There seems to be two camps, or at least two vocal camps, on categorizations related to identity. There is the category defines me and my view of the world and is everything camp. And there is the categories don’t matter, we are all human camp. This theme is apparent in many realms, including chronic illnesses and disabilities that affect the brain. Since this is an area I know at least a little bit about, I am going to use that as an example.
The other day I tweeted about not hiding behind complexity and the value of making things simple so you can show up and execute on them. I said it’s a key to progress. Someone responded insinuating that my tweet should be labeled for neurotypical people only, and that it could offend and lead to increased shame for neuroatypical people, like those with autism spectrum disorder (ASD) or ADHD. This may be true or it may not, and it probably depends on the person. Either way, it got me thinking about my own experience being so-called “neuroatypical,” when I was in the thick of experiencing OCD. Whatever was going on in my brain during those worst few months, it was not typical.
OCD was a very useful category. It helped me get a diagnosis and the right treatment plan. Without that label things would have been a lot worse, no doubt. But after a long time, OCD as a label or category became extremely limiting. I am so much more than OCD. At first, the more I thought about OCD and the more I viewed the world through the lens of OCD, the more helpful it was in understanding and working on my situation.

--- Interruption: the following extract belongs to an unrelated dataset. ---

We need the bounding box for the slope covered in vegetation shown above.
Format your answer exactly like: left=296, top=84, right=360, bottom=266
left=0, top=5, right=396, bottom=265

But eventually, the more I thought about OCD and the more I viewed the word through the lens of OCD, the more it got in the way and narrowed my world.
I’ve talked many researchers, therapists, and people who experience depression, anxiety, OCD, ADHD, ASD, and so on. My observation is this: categories and labels aren’t good or bad. They are good and bad. More specifically, they tend to be good until they become bad. Or they are useful in some contexts but not in others.
If you were just to say that categories and labels are reductionist and useless because everyone is unique then it’d be really hard to make sense of the world. We need categories. And yet the truth is that categories and labels are reductionist. There’s a reason that arguably the most famous line in poetry is this, from Walt Whitman: I am large, I contain multitudes.
I’m going to end by bringing this back to myself, because it’s the story I am most familiar with. But to be sure, this kind of thinking expands to a whole lot more. I am very grateful that OCD, as a category and label, existed when I was first diagnosed. It was important to my understanding and recovery. For a while, my identity and OCD were pretty dang tight. But over time, I realized that the story I was telling myself about my identity and OCD being pretty dang tight was part of what was keeping them pretty dang tight.
To be clear, I’m not suggesting that simply saying “I’m neuroatypical” will get rid of your ADHD or ASD; or that saying I don’t have OCD or anxiety or depression or whatever will suddenly make the symptoms go away. That is patently not the case. What I am suggesting, however, is that these categories aren’t all there is. They are conceptual tools for understanding. Sometimes it makes sense to rely heavily on a certain tool. Other times it doesn’t.
Categories and labels are important. They can help expand understanding and possibilities. They can also limit understanding and possibilities. Both of these things can be true at the same time.